REGION. Avec la Bourgogne, la Champagne pourrait être le deuxième dossier retenu par l’État pour être présenté au classement du Patrimoine mondial de l’Unesco.


Le paysage agro-industriel est mis en avant - Archives Remi Wafflart

La nouvelle est venue de… Dijon. Lundi, lors du conseil municipal, le sénateur-maire PS de Dijon, François Rebsamen, a annoncé que la France allait retenir deux dossiers pour la candidature au Patrimoine mondial de l’Unesco. L’un d’eux : « Les Climats de Bourgogne ».

L’information a circulé sur Twitter et en Champagne-Ardenne, c’est Franck Leroy, maire UDI d’Épernay, qui dégaine le premier. Dans un communiqué, l’élu déclare que le dossier « Les Coteaux, Maisons et Caves de Champagne » est, lui aussi, « retenu par l’État ». « Nous savions que notre candidature avait franchi avec succès toutes les commissions techniques, explique-t-il. Le sénateur-maire de Dijon est un proche du gouvernement. Dès qu’il a divulgué l’information, nous avons contacté le ministère de la Culture qui a confirmé, sans le faire de façon officielle, avoir transmis le dossier au ministère des Affaires étrangères, avec un avis favorable du ministre. La nouvelle devrait être rendue officielle par le gouvernement d’ici quelques jours ».

« De bons espoirs »

Le gouvernement français a normalement jusqu’au 31 janvier, 18heures – heures de Paris – pour donner son choix au Centre du patrimoine mondial à l’Unesco. Des pays comme la France peuvent proposer chaque année deux dossiers. Depuis quelques semaines, l’association « Paysages du Champagne », qui porte la candidature « Les Coteaux, Maisons et Caves de Champagne », avait de « bons espoirs ». « Le comité des biens français, qui conseille le gouvernement, s’était prononcé favorablement pour le dossier Champagne », confie le président de l’association. Pour autant, Pierre Cheval ne veut pas « vendre la peau de l’ours avant de l’avoir tué ». « Cela dit, je me réjouis de cette quasi-nouvelle mais qui n’est pas encore officielle ».
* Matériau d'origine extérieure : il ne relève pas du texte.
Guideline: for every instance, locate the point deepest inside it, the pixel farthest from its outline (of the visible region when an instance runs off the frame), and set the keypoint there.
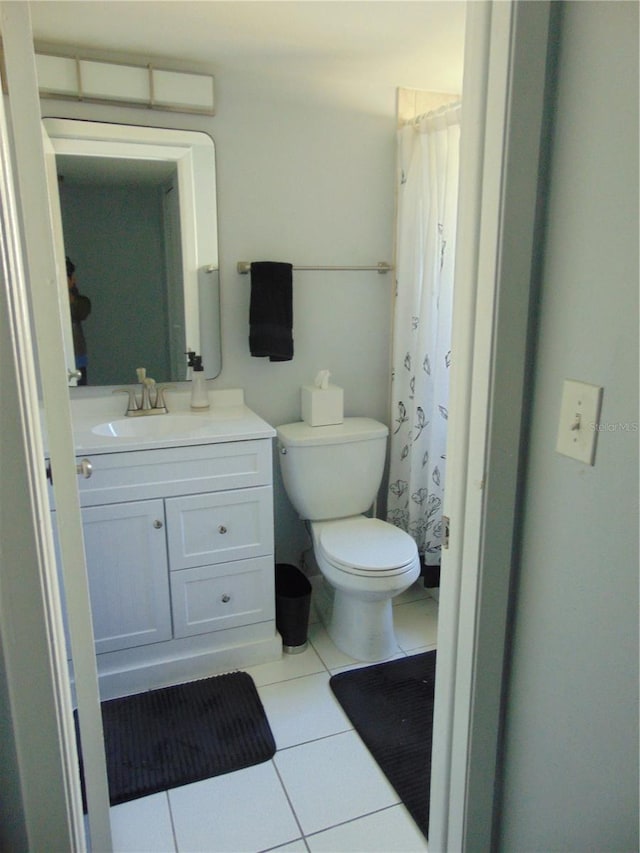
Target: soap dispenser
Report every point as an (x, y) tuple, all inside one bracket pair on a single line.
[(199, 392)]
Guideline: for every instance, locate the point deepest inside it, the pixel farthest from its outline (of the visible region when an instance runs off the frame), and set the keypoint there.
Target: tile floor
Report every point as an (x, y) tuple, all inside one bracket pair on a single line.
[(322, 791)]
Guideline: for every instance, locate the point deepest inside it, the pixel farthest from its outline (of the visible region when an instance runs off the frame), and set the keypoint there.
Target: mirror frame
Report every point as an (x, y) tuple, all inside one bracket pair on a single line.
[(193, 153)]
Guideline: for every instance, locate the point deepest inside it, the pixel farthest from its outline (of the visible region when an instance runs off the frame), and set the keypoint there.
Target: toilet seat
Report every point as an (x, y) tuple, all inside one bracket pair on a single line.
[(367, 546)]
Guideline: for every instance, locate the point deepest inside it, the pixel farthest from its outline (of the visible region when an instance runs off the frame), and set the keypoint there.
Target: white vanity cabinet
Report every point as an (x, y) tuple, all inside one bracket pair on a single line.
[(180, 558)]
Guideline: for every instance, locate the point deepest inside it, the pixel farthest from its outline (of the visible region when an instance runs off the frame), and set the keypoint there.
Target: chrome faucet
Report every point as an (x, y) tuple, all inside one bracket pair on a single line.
[(152, 400)]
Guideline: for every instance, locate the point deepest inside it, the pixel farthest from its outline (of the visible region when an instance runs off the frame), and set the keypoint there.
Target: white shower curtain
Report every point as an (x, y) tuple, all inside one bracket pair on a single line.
[(426, 236)]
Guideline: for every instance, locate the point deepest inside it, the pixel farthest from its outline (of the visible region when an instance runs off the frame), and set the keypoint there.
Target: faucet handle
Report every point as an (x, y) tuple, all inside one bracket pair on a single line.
[(160, 401), (132, 405)]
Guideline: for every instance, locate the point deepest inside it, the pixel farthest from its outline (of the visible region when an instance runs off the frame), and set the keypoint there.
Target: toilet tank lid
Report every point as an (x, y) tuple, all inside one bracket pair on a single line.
[(351, 429)]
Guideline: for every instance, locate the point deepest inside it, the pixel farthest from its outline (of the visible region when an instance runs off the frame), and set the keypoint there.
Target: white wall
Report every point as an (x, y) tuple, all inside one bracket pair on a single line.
[(570, 769), (301, 178)]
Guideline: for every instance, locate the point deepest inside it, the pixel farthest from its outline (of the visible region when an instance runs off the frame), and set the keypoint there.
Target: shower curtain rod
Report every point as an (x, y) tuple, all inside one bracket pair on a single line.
[(244, 267)]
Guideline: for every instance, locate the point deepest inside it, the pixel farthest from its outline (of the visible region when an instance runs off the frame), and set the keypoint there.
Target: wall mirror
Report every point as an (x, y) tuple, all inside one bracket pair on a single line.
[(138, 217)]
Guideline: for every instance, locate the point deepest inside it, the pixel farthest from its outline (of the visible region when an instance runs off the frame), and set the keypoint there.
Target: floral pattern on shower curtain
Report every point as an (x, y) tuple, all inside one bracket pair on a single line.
[(428, 161)]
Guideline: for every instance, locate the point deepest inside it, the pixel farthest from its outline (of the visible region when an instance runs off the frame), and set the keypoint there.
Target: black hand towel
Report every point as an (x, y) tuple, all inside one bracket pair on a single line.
[(271, 310)]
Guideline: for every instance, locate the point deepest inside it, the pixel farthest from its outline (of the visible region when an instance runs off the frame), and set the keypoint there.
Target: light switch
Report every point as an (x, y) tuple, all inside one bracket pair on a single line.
[(579, 417)]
Pour le maire d’Épernay, défenseur de la candidature de la Champagne depuis le début, « c’est une juste reconnaissance de notre patrimoine et du savoir-faire de tous les Champenois ». « Et si, dans 18 mois, la candidature est retenue au Patrimoine mondial de l’Unesco, ce sont toutes les communes AOC qui vont ainsi pouvoir bénéficier des retombées touristiques et économiques du label Unesco », estime Franck Leroy. Un classement dont il « ne doute pas ».